Comment by loxias
6 hours ago
I would love, _love_ to know more about your data formats, your tools, what the JSON looks like, basically as much as you're willing to share. :)
For about a month now I've been working on a suite of tools for dealing with JSON specifically written for the imagined audience of "for people who like CLIs or TUIs and have to deal with PILES AND PILES of JSON and care deeply about performance".
For me, I've been writing them just because it's an "itch". I like writing high performance/efficient software, and there's a few gaps that it bugged me they existed, that I knew I could fill.
I'm having fun and will be happy when I finish, regardless, but it would be so cool if it happened to solve a problem for someone else.
I maintain some tools for the videogame World of Warships. The developer has a file called GameParams.bin which is Python-pickled data (their scripting language is Python).

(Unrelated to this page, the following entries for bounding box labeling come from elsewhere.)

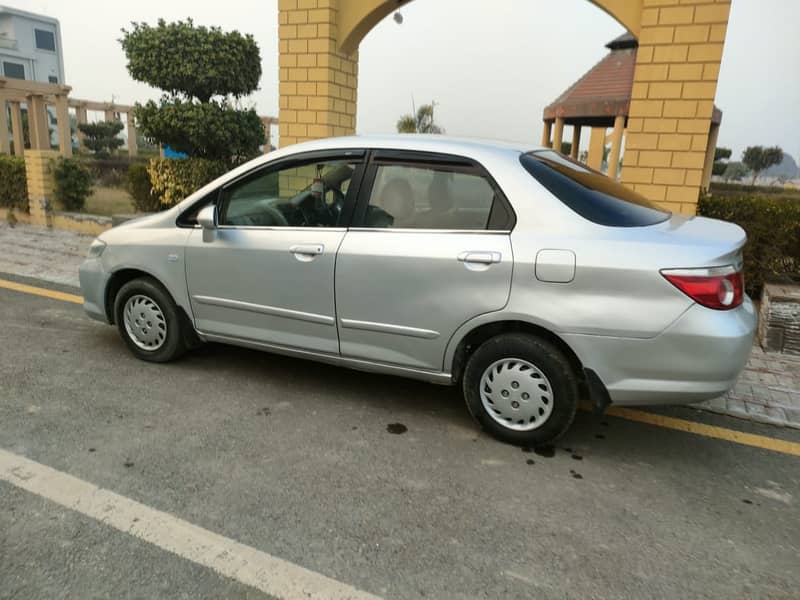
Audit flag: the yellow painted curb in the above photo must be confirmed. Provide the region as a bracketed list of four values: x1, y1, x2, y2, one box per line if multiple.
[0, 279, 83, 304]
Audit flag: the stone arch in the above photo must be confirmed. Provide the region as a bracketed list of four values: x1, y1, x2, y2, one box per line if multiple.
[278, 0, 730, 214]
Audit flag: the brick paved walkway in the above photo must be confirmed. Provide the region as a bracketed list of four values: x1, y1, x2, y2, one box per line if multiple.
[0, 221, 800, 429]
[697, 346, 800, 429]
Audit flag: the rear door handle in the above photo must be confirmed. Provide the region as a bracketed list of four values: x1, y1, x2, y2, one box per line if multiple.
[289, 244, 325, 256]
[458, 252, 503, 265]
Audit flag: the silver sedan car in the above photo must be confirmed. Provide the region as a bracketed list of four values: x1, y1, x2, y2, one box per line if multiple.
[80, 136, 755, 445]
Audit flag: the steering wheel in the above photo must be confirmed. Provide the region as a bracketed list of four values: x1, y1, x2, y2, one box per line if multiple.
[327, 188, 344, 225]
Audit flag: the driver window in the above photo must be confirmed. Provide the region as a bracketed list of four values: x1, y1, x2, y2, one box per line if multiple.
[219, 160, 356, 227]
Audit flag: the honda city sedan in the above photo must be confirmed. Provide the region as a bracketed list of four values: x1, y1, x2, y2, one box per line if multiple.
[80, 136, 755, 445]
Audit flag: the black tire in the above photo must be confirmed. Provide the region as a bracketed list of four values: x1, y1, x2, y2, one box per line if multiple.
[462, 333, 579, 446]
[114, 277, 186, 362]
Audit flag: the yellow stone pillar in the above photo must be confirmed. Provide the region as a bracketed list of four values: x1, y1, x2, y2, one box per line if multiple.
[542, 121, 553, 148]
[553, 117, 564, 152]
[278, 0, 358, 147]
[8, 100, 25, 156]
[25, 149, 59, 227]
[622, 0, 730, 214]
[75, 105, 89, 149]
[569, 125, 581, 160]
[700, 123, 719, 190]
[56, 94, 72, 157]
[125, 112, 139, 158]
[0, 98, 11, 154]
[586, 127, 606, 171]
[28, 94, 50, 150]
[608, 115, 625, 179]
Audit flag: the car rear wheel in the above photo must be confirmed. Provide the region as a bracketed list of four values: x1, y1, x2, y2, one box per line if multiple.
[114, 277, 186, 362]
[463, 333, 578, 446]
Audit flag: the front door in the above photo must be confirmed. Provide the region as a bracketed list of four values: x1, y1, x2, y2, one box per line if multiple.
[336, 152, 513, 371]
[186, 151, 363, 354]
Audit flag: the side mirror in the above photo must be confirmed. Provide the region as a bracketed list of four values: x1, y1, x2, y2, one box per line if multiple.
[197, 204, 217, 229]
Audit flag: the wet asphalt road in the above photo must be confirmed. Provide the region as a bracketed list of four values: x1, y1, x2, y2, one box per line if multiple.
[0, 278, 800, 599]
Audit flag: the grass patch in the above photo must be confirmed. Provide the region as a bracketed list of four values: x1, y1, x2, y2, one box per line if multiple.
[84, 185, 136, 217]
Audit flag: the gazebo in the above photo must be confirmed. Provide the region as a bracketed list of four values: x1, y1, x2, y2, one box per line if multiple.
[542, 33, 722, 189]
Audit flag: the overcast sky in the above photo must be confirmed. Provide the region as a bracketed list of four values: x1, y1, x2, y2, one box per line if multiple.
[14, 0, 800, 158]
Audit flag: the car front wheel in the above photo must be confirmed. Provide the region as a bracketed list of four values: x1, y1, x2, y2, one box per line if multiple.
[114, 277, 186, 362]
[463, 333, 578, 446]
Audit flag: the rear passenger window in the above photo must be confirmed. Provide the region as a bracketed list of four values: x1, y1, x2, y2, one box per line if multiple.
[520, 150, 671, 227]
[365, 164, 504, 230]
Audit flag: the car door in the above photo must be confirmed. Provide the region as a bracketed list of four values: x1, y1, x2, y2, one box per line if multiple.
[186, 150, 364, 354]
[336, 151, 514, 371]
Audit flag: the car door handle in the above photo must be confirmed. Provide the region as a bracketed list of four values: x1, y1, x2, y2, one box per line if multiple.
[458, 252, 503, 265]
[289, 244, 325, 256]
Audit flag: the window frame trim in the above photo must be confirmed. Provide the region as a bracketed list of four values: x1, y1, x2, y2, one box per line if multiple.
[33, 26, 58, 54]
[2, 59, 25, 81]
[349, 148, 517, 234]
[175, 148, 367, 231]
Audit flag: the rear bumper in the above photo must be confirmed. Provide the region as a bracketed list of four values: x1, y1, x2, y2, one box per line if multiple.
[563, 297, 756, 406]
[78, 258, 110, 323]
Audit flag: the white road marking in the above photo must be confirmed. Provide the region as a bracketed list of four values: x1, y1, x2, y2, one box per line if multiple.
[0, 449, 380, 600]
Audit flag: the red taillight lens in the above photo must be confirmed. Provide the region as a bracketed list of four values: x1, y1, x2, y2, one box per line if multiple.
[661, 267, 744, 310]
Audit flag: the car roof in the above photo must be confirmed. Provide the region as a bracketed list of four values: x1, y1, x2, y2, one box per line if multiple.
[267, 134, 540, 156]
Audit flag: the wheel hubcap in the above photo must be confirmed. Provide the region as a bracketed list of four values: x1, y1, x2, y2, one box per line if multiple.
[122, 294, 167, 352]
[481, 358, 553, 431]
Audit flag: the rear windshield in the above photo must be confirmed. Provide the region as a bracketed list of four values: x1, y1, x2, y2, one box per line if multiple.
[520, 150, 670, 227]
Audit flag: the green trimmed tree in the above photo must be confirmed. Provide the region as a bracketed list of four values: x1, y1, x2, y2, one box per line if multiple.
[397, 103, 444, 133]
[120, 19, 265, 166]
[78, 121, 125, 158]
[722, 161, 750, 182]
[742, 146, 783, 185]
[711, 146, 733, 175]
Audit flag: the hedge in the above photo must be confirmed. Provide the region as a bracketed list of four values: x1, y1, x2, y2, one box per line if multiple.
[126, 162, 161, 212]
[697, 194, 800, 298]
[711, 181, 800, 197]
[53, 158, 94, 211]
[0, 156, 28, 212]
[147, 158, 228, 207]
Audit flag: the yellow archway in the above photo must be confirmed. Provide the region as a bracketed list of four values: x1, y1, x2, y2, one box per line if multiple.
[337, 0, 644, 54]
[278, 0, 730, 214]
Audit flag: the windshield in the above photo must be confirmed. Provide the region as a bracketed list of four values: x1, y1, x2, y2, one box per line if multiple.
[520, 150, 671, 227]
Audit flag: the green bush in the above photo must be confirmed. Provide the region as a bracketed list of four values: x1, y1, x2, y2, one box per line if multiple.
[0, 156, 28, 212]
[697, 194, 800, 298]
[147, 158, 228, 206]
[711, 181, 800, 196]
[127, 163, 161, 212]
[53, 158, 94, 211]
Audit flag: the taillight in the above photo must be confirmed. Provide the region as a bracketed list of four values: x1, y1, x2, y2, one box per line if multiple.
[661, 266, 744, 310]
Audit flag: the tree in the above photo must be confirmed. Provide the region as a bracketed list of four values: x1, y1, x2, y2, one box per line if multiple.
[78, 121, 125, 158]
[711, 146, 733, 175]
[742, 146, 783, 185]
[120, 19, 265, 165]
[397, 102, 444, 133]
[722, 162, 750, 182]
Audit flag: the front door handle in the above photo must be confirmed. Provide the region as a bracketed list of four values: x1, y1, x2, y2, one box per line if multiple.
[289, 244, 325, 262]
[458, 252, 503, 265]
[289, 244, 325, 256]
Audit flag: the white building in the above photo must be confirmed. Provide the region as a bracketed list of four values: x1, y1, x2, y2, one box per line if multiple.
[0, 6, 64, 83]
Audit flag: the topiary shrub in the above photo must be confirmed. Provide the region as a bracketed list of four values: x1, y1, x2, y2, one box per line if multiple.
[0, 156, 28, 212]
[53, 158, 94, 212]
[697, 194, 800, 298]
[147, 158, 228, 206]
[127, 163, 161, 212]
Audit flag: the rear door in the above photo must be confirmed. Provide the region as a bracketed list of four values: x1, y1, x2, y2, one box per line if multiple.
[186, 151, 365, 354]
[336, 151, 514, 371]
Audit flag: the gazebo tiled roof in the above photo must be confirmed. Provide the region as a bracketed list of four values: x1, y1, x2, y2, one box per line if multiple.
[543, 33, 722, 127]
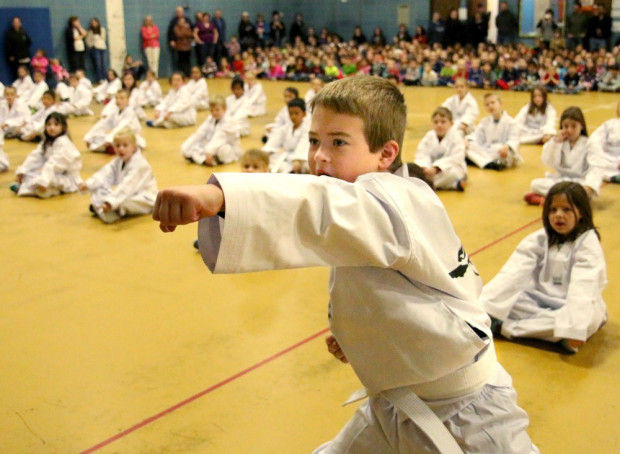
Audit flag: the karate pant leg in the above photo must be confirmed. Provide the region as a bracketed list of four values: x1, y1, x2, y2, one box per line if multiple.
[501, 295, 560, 342]
[466, 142, 494, 169]
[530, 177, 560, 196]
[433, 167, 465, 189]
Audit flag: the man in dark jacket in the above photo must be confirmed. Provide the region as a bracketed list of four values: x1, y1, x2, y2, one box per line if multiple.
[4, 17, 32, 79]
[495, 2, 519, 44]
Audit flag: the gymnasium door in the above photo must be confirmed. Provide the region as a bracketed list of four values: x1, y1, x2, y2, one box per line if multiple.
[0, 8, 54, 85]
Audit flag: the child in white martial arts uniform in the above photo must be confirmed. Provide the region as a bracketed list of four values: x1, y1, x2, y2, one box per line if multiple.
[304, 77, 325, 114]
[146, 72, 196, 129]
[80, 127, 157, 224]
[58, 73, 93, 116]
[245, 71, 267, 117]
[262, 98, 310, 173]
[13, 65, 34, 98]
[442, 78, 480, 135]
[481, 181, 607, 352]
[11, 112, 82, 198]
[590, 101, 620, 183]
[93, 69, 123, 103]
[262, 87, 298, 143]
[226, 77, 250, 137]
[466, 93, 523, 170]
[153, 76, 538, 454]
[101, 71, 146, 120]
[0, 131, 9, 172]
[523, 107, 602, 205]
[84, 90, 146, 154]
[24, 71, 49, 111]
[19, 90, 60, 142]
[0, 86, 30, 139]
[186, 66, 209, 110]
[140, 69, 162, 107]
[181, 95, 242, 166]
[414, 106, 467, 191]
[515, 86, 558, 144]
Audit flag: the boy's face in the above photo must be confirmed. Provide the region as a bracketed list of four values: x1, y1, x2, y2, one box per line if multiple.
[211, 104, 226, 120]
[431, 115, 452, 137]
[288, 106, 306, 128]
[114, 136, 137, 163]
[232, 85, 243, 99]
[241, 159, 269, 173]
[308, 106, 393, 183]
[484, 96, 502, 117]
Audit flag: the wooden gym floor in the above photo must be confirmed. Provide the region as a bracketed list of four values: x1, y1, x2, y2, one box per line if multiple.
[0, 80, 620, 453]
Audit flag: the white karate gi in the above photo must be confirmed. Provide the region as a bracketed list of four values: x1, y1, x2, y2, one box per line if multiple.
[186, 77, 209, 110]
[0, 98, 30, 138]
[198, 173, 537, 453]
[140, 80, 162, 107]
[590, 118, 620, 181]
[20, 104, 60, 138]
[58, 83, 93, 116]
[84, 106, 146, 150]
[153, 85, 196, 128]
[181, 115, 243, 164]
[515, 104, 558, 143]
[101, 88, 146, 120]
[13, 75, 34, 98]
[0, 131, 9, 172]
[92, 77, 123, 103]
[481, 229, 607, 342]
[24, 80, 50, 110]
[442, 93, 480, 134]
[85, 150, 157, 224]
[15, 134, 82, 198]
[244, 81, 267, 117]
[414, 128, 467, 189]
[225, 95, 250, 137]
[467, 111, 523, 168]
[531, 136, 602, 195]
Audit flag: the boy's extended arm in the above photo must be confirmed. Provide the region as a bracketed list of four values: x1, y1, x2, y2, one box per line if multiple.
[153, 184, 224, 232]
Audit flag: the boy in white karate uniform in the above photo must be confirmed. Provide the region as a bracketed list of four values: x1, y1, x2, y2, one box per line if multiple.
[13, 65, 34, 97]
[153, 76, 538, 454]
[245, 71, 267, 117]
[186, 66, 209, 110]
[181, 95, 242, 166]
[84, 90, 146, 154]
[19, 90, 60, 142]
[590, 101, 620, 183]
[467, 93, 523, 170]
[226, 77, 250, 137]
[262, 87, 298, 143]
[0, 86, 30, 139]
[442, 78, 480, 135]
[146, 72, 196, 129]
[262, 98, 310, 173]
[80, 128, 157, 224]
[414, 106, 467, 191]
[58, 73, 93, 116]
[140, 69, 162, 107]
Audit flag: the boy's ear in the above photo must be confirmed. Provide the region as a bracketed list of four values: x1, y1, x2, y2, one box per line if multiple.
[378, 140, 400, 171]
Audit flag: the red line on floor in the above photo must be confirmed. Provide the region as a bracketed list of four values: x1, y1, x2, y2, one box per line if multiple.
[81, 218, 540, 454]
[81, 328, 329, 454]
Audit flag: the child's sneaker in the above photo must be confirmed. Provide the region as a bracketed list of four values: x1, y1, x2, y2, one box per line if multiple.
[523, 192, 545, 206]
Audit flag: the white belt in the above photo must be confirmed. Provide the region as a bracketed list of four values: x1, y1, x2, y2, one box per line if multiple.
[343, 344, 497, 454]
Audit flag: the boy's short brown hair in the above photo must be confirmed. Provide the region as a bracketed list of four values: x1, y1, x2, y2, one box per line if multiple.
[431, 106, 452, 122]
[312, 76, 407, 171]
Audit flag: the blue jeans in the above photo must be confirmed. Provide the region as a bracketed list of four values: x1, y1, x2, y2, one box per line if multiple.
[90, 48, 106, 82]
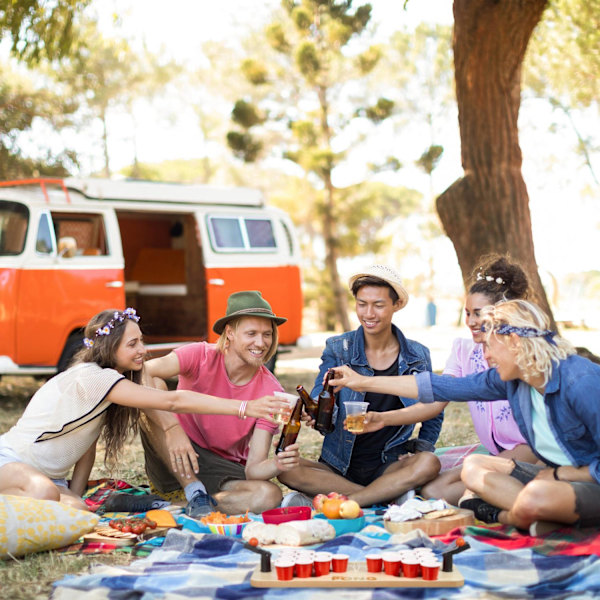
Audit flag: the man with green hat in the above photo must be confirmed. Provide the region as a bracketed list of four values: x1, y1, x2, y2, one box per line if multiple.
[141, 291, 299, 517]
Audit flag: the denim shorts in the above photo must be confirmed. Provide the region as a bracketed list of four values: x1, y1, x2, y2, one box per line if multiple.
[510, 460, 600, 527]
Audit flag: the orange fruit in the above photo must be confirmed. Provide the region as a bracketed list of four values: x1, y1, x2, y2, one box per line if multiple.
[322, 498, 343, 519]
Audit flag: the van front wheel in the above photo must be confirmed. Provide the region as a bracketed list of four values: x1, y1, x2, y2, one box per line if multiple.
[56, 331, 83, 373]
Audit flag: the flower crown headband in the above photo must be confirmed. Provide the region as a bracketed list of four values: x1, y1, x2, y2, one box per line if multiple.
[83, 308, 140, 348]
[481, 323, 556, 346]
[477, 271, 506, 285]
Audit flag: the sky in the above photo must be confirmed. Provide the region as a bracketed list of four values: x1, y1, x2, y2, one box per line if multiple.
[14, 0, 600, 324]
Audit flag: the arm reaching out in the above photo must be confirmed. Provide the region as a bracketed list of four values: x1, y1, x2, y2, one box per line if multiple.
[329, 365, 419, 398]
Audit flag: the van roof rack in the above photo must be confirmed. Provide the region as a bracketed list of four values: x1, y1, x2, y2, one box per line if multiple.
[65, 177, 264, 206]
[0, 177, 71, 203]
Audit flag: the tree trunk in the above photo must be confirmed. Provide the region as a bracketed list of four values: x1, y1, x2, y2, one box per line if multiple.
[323, 174, 350, 331]
[437, 0, 552, 324]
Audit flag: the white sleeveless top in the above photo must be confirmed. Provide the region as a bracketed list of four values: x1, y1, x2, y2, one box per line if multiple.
[1, 363, 123, 479]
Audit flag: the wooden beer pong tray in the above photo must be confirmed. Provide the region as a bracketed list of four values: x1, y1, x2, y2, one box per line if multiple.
[250, 562, 465, 588]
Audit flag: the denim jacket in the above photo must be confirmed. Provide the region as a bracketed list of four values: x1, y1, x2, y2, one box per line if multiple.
[311, 325, 444, 475]
[417, 355, 600, 483]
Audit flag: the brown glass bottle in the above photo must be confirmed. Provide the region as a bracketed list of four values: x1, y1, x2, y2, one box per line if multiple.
[275, 399, 302, 454]
[296, 385, 319, 421]
[315, 369, 335, 434]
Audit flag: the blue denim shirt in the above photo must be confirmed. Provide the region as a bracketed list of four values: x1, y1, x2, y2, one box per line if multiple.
[311, 325, 444, 475]
[416, 355, 600, 483]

Working with this is pretty painful, so I convert the Pickled structure to other formats including JSON.
The file has always been prettified around ~500MB but as of recently expands to about 3GB I think because they’ve added extra regional parameters.
The file inflates to a large size because Pickle refcounts objects for deduping, whereas obviously that’s lost in JSON.
I care about speed and tools not choking on the large inputs so I use jaq for querying and instruction LLMs operating on the data to do the same.